To succeed, graduates need to be agile, nimble, and quick to learn. This is in contrast to the halcyon days of 2008, when graduates surveyed expected to earn €100,000 by the time they were 30 and own a couple of buy-to-let properties.
While the picture has improved since the crash and greater opportunities are now available, graduates can still expect lengthy job searches, modest wages and greater competition for roles.
The Gradireland recruitment survey for 2014/15 found there was little movement in graduate wages, despite increased economic activity.
Some 22.8 per cent of graduates earned less than €24,000 in their first year of employment, with 14.8 per cent earning less than €22,000 (up from 12 per cent in the last survey).
The survey also found there was “a sizeable leap” in the number of companies predicting challenges in filling their graduate recruitment positions (up from one-third of respondents to one half).
While the days of Celtic Tiger excesses have passed and wages have yet to recover, there are positive signs on the horizon.
Compared to their predecessors, the current tranche of graduates need to be more agile, nimble and quick to learn, but for those who make the grade, the hard work pays off.
Last year, AIB announced it would relaunch its graduate recruitment programme, after it was shelved during the economic crash.
That is not to say that the opportunities are not there. Susan Kilty of PwC, which won Gradireland’s 2016 Graduate Employer of the Year award, says the company aims “to deliver the best possible experience for graduates and undergraduates allowing them to be the best they can be”. PwC will take on more than 250 graduates this year alone.
Sinéad Heneghan, chief executive of the Irish Institute of Training and Development, says the number of organisations offering programmes for graduates is rising year on year.
‘The range of innovative, comprehensive and impressive initiatives that are bring rolled out across organisations which are clearly aligned to the organisation’s identified needs, values, priorities, and competencies is constantly expanding,’’ she says.
Siobhán Scanlon, graduate programme officer at Musgrave, says its programme is all about experiential development from the very beginning.
“When we bring graduates into the programme it is for long-term careers within the Musgrave group. If we look at the organisation, we have Musgrave graduates at all levels and at management level,” she says.
“They are working in the business and have real responsibilities from the very beginning and playing key roles in the teams they are in. That is bolstered by formal development training that we run in conjunction with the Irish Management Institute.
“For us, it is about identifying the right people and bringing in what we need in Musgrave and for talent to grow in the business,” she adds.
Scanlon says the company takes applicants with a 2:1 honours degree from a number of disciplines, as graduates can learn on the job.
A 2:1 degree, however, is not the only criteria – Scanlan says applicants must show genuine interest and passion for the area.
“We look for people who are really passionate about what they do.

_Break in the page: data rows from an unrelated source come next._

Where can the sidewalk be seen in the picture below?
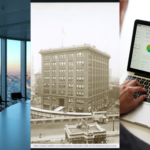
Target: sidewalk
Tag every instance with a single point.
(62, 136)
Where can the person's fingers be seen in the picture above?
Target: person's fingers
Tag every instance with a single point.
(134, 83)
(139, 89)
(139, 100)
(126, 82)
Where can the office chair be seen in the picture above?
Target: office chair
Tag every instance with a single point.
(16, 96)
(19, 95)
(1, 101)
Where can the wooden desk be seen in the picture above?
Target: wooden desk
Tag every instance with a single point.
(15, 127)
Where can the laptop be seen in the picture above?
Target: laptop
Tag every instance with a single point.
(138, 68)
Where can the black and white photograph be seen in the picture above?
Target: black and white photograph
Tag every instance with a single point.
(75, 75)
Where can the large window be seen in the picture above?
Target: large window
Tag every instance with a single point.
(13, 64)
(28, 73)
(13, 67)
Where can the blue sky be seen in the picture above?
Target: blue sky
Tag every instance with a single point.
(13, 55)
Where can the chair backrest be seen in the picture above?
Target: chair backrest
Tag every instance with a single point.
(19, 95)
(13, 95)
(16, 95)
(0, 99)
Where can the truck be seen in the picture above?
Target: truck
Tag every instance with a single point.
(100, 117)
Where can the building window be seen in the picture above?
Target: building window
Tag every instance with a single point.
(46, 57)
(80, 71)
(78, 101)
(46, 73)
(70, 85)
(53, 71)
(63, 56)
(54, 85)
(90, 55)
(53, 78)
(54, 64)
(70, 56)
(80, 54)
(62, 71)
(80, 86)
(70, 78)
(79, 94)
(80, 63)
(70, 63)
(80, 78)
(62, 64)
(70, 71)
(61, 78)
(93, 63)
(70, 100)
(46, 91)
(54, 57)
(53, 91)
(70, 93)
(90, 86)
(46, 85)
(90, 63)
(61, 92)
(46, 65)
(90, 71)
(61, 85)
(46, 79)
(89, 93)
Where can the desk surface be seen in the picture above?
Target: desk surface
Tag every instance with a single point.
(15, 127)
(139, 131)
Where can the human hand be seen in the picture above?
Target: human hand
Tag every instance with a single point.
(127, 91)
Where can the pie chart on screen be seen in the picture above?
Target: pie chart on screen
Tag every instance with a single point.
(148, 48)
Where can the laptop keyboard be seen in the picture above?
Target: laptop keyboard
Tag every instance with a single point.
(146, 85)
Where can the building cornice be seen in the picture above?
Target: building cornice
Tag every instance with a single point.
(74, 48)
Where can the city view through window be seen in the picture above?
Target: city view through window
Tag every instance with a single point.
(0, 67)
(14, 68)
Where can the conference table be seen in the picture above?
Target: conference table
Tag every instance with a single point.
(15, 127)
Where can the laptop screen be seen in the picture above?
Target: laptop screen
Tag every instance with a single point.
(140, 58)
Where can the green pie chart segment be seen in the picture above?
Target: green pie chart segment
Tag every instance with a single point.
(148, 48)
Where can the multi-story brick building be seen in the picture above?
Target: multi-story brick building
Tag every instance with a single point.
(75, 77)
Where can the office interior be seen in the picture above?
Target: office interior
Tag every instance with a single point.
(15, 74)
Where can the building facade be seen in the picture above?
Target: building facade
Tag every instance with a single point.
(93, 135)
(75, 77)
(38, 84)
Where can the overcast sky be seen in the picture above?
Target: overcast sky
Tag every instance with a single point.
(92, 23)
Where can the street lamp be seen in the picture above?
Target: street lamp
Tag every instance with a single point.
(113, 124)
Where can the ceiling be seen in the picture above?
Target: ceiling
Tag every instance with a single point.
(15, 19)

Even if you’re not going to be working in the buying section, you need to have that interest in food,’’ she says.
Sinéad D’Arcy, Jameson International graduate programme manager, also agrees students need to have attributes beyond academic achievement to get noticed among the deluge of CVs they receive each year.
“Because it’s a marketing role, we look for people who are innovative, creative, outgoing and confident in how they deal with people because they are the face of our brand,’’ she says.
And because a lot of the work involves working in foreign markets, graduates need to be autonomous and self-directed.
“They get a lot of support here from us in Ireland and support on ground but they do need to be self- directed in the way they work.
“We’re very open to graduates who have achieved degrees at different levels, not just 2:1. What we’re looking to hire is people with potential – who want to work in the food and drinks industry and want to be marketers,’’ she says.
“They might have volunteered to raise money for charity [or] worked part-time in a bar or restaurant.”
Others might have had an internship in marketing, have travelled abroad or worked with people in different cultures, she says.
Paul Vance, head of resourcing at KMPG, says demand for its graduate programme has held steady and with the company growing, it is looking for more people.
“We are investing in more people to work in audit, tax, consulting and advisory. That means more positions for bright and ambitious graduates who want to become the business leaders of tomorrow,” he says.
“We’re looking for graduates with good communication, teamwork, leadership, problem-solving and attention to detail skills.”
Vance believes the motivation to join KPMG’s graduate programme is different for every person that is hired.
“We know that bright and ambitious graduates want a career that’s varied, challenging and rewarding and we offer this in abundance.
“Additionally, we offer an unrivalled training programme for graduates seeking to become chartered accountants, our client portfolio is second to none and there is access to travel within our international network.
“There is a great sports and social programme and an award-winning CSR [corporate social responsibility] programme involving our employees giving back to the community.
“In short, we have a high performing, people-oriented and work-life balanced culture,” adds Vance.